Application purpose

This code models Mg(2+) ions into structures, including waters for hexahydrates. It has several modes, ranging from orienting the 'orbitals' for an existing Mg(2+) that define its hexahydrate shell all the way to docking Mg(2+) (and associated waters) de novo into the structure.

Click on the link below to watch a movie of the water packing as a Mg(2+) shoots through a structure:

Algorithm

The current implementation of Mg(2+) docking is based on an enumerative grid search.

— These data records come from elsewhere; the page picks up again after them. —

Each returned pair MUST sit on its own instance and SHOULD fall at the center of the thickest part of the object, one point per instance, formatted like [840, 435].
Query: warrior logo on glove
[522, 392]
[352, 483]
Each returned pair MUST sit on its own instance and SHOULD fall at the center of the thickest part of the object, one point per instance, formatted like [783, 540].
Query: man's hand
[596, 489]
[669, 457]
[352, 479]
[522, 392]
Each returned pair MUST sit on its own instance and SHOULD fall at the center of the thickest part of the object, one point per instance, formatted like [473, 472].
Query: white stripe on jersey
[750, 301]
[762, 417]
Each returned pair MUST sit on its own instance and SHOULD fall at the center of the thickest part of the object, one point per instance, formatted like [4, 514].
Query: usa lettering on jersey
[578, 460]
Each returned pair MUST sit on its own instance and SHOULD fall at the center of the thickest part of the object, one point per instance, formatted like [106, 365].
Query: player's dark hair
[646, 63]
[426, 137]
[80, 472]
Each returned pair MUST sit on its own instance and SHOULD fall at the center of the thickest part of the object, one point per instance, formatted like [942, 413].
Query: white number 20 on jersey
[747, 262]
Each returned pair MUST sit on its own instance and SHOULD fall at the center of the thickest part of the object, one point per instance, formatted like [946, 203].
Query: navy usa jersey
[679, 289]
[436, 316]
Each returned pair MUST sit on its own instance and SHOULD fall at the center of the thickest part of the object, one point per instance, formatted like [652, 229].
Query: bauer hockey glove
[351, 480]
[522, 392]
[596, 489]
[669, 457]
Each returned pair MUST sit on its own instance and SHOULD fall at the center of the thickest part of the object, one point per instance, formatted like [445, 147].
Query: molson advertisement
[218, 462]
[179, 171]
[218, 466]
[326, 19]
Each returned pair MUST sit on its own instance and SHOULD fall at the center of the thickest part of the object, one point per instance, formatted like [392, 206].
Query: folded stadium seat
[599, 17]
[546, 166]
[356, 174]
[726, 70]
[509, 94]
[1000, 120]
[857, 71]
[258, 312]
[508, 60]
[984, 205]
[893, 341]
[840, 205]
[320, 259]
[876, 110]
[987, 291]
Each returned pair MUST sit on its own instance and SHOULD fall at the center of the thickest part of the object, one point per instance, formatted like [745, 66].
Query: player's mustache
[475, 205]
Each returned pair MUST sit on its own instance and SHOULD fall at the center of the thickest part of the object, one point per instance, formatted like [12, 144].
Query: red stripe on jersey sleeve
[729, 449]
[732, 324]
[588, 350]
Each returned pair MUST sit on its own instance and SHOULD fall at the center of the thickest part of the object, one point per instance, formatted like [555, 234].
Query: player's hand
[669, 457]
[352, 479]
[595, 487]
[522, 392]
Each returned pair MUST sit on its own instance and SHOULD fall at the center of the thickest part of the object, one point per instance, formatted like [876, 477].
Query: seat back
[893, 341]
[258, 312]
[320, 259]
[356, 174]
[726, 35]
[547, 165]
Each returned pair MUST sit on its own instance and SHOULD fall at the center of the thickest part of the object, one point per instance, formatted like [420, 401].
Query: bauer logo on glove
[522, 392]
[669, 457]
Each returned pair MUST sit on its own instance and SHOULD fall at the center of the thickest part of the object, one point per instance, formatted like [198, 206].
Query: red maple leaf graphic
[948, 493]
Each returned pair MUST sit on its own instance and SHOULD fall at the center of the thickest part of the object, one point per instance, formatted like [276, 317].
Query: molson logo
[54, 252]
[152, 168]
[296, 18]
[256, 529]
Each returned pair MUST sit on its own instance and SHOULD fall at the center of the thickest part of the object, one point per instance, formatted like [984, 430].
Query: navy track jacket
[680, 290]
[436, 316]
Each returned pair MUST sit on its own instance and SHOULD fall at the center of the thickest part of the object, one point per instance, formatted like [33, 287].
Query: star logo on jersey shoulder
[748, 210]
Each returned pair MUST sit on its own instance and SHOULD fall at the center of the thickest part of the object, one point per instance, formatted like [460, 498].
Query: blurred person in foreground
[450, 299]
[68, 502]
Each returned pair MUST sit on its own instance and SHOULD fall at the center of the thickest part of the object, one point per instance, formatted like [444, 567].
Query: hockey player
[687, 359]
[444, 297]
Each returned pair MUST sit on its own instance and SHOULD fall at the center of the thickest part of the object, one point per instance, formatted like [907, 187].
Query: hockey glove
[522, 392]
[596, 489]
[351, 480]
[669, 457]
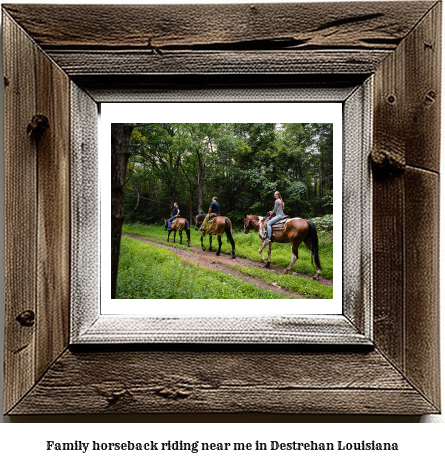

Modeling of the hydration shell involves placement of 6 virtual atoms marking the faces of a 2 Å cube with the Mg(2+) at its center. These atoms mark 'orbital' or 'ligand field' positions where the six waters might go. Orientation of these virtual atoms and then placement/removal of waters near those positions has been accelerated through heuristics that reproduce enumerative search of those degrees of freedom.

Score functions have been developed for both the explicit water and implicit water case. The latter allows for water-mediated contacts of Mg(2+) to acceptor atoms. See section below on Scorefunction.

Limitations

These methods' predictive power have not yet been well tested. These classes should be easy to incorporate into structure prediction & design methods, such as the fragment assembly or stepwise frameworks. The application is being made public to encourage others inside and outside the Rosetta community to contact developers if they have compelling use cases for de novo Mg(2+) modeling, e.g., in docking Mg(2+) into experimental structures or designing ion binding sites into catalytic sites.
Basic calibration of the weights on the score terms has not been carried out (see below for descriptions).
It seems likely that incorporation of solutions to the nonlinear Poisson-Boltzmann equation, which models regions of high electrostatic potential due to long-range effects, would complement the current code, which (in classic Rosetta style).
Haven't yet tested on proteins or RNA/protein interfaces, though the code should not have (too many) hard-coded RNA-specific things.

References

This work is unpublished. Please contact rhiju [at] stanford.edu for information about citing or extending Rosetta Mg(2+) modeling.

Code and Demo

The main code is available in the mg_modeler executable, with source code in src/apps/public/magnesium/mg_modeler.cc.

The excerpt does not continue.